校長室で帰り支度をしていたところに保護者が入ってきました。保護者とは言え小生の教え子の一人です。申し訳なさそうに「もし、良かったら奥様と一緒に・・」と差し出してくれたのが2枚の招待チケットでした。当然ながら本も数冊読んでいましたので講師がどんな人物であるかは直ぐにわかりました。帰宅して妻を誘いました。珍しく快諾(笑)したので拍子抜けしました。そして、昨夕の1時間半の「知的刺激」を受けることが出来たのです。
最後に勤務した学校は新設開校の小学校でした。
初代校長の最初の大きな仕事は「学校教育目標」を創出することでした。保護者や地域にも呼びかけてアンケートも採りました、のんびりしている作業では意味がありません。しかし、どうでも良い作業で安易に、しかもどこの学校にも掲げられているような表現は避けたいとも考え、「理想とする子ども像」としてまとめました。
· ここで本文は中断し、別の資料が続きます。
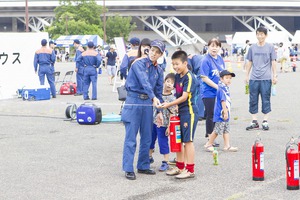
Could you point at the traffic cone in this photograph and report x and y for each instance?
(294, 64)
(239, 64)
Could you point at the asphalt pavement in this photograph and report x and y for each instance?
(45, 156)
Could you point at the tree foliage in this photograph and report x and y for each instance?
(118, 26)
(83, 17)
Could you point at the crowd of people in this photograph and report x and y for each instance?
(203, 77)
(199, 89)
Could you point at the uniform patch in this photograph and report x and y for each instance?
(185, 124)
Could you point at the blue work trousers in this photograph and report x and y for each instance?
(163, 140)
(49, 72)
(137, 116)
(90, 75)
(200, 103)
(79, 80)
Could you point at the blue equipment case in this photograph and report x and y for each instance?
(36, 94)
(89, 113)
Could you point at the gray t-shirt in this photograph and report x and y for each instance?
(261, 57)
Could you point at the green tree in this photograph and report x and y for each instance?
(76, 18)
(118, 26)
(83, 17)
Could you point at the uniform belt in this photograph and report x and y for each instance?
(137, 95)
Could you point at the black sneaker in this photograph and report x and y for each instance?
(252, 126)
(265, 126)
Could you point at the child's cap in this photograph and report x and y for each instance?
(226, 72)
(159, 44)
(90, 44)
「よく遊び じっくり学び 正しく選ぶ」ことのできる子ども を理想とする子ども像として打ち出したのです。教室には校長としての直筆で「遊・学・選」と書いて額に入れて掲示しました。学校教育目標が「ゆう・がく・せん」と直ぐに口をついて出るようにしたかったからです。
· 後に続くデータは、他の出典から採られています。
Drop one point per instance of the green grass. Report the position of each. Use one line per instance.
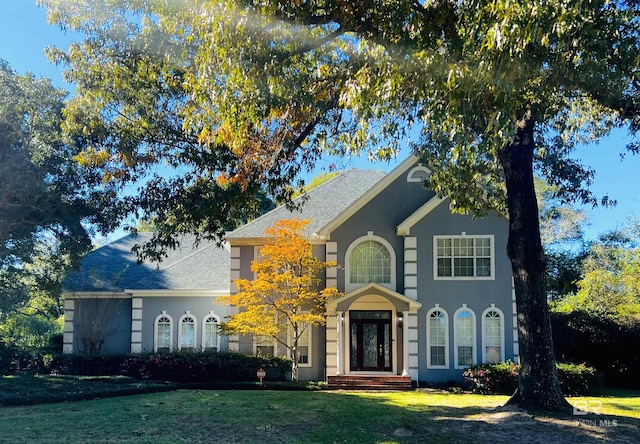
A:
(265, 416)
重松清氏の講演内容にこの教育目標が現れたので背筋がシャンとしてしまいました。人生の中で「選択する」ことの難しさと、価値評価基準の変異が時代と共に大きく生じてくる話題に迫ったからです。当時の校長として、いやお祖父ちゃんとしての教育目標発想の原点がそこにあったからなのです。紙面の都合で内容の詳細は記せませんが、思考回路に「深み」を頂きました。
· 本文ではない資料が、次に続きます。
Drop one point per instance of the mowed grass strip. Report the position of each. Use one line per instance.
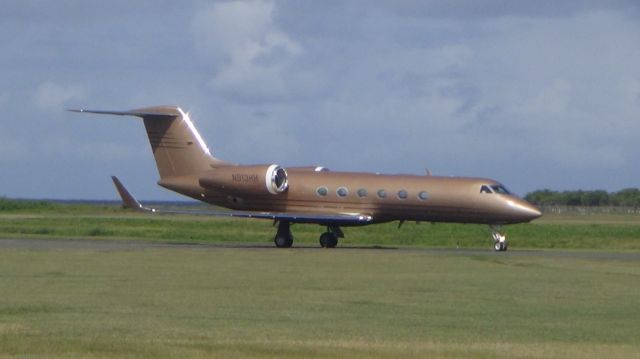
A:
(315, 303)
(610, 232)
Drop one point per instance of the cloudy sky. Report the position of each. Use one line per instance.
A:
(534, 94)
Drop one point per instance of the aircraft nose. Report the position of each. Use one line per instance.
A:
(524, 210)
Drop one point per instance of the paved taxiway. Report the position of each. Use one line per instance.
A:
(122, 245)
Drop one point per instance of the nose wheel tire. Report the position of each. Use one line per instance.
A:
(499, 239)
(328, 240)
(500, 246)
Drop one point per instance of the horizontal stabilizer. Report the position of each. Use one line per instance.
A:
(137, 113)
選択肢は多いほど良い。選択は自らの価値判断で決するのがベストである。しかし、親を含む大人たちは「急いて選ばせようとする」行為が先行しているのではないか。「早く!急いで!グズグズしないで!」とせき立てて追い込むので「どれでもいい・何でも良い」から、究極は「選んでよ~」と選択を委ねる子どもにしてしまう。自己による選択には時間もかかると同時に、悩み・苦しみが伴うものであり責任が最後に付いてくる。30年前の価値判断が30年後の今、どんな付加価値がついているのかは誰にも予想が付かない。だから、自己責任に委ねるべきではないだろうか。「お母さんが選んでくれた」「先生が勧めてくれた」のでは、自責にならず他責になってしまう。
深く深く頷きながら聴き入ってしまいました。
正しく選ぶことのできる子ども。「正しく」とは、その選択時の自らの「判断基準に沿って」という意味である。小学生の内から、「選ぶ」ことの辛さや苦しさと直面しながら「悩み・苦しむ」時間を育んで欲しい。これが(お祖父ちゃん)校長先生の、可愛い子供(孫)達への愛のメッセージだったのである。重松清氏の講演を聴きながら、浅くなりつつある老脳の「深部」に冷たい空気が入り込んで濛々たる呆けを取り去ってくれたような気持ちになりました。老爺にも、まだ、こんな「快感」を喜ぶことがあるのか、と嬉しくなってしまいました。
申し訳なさそうに差し出した「(30年前の)教え子」から貰った1枚のチケットは、30年後の「老師」に膨大な量の「脳の栄養素」となってくれました。感謝の気持ちで胸が熱くなりました。ありがとう。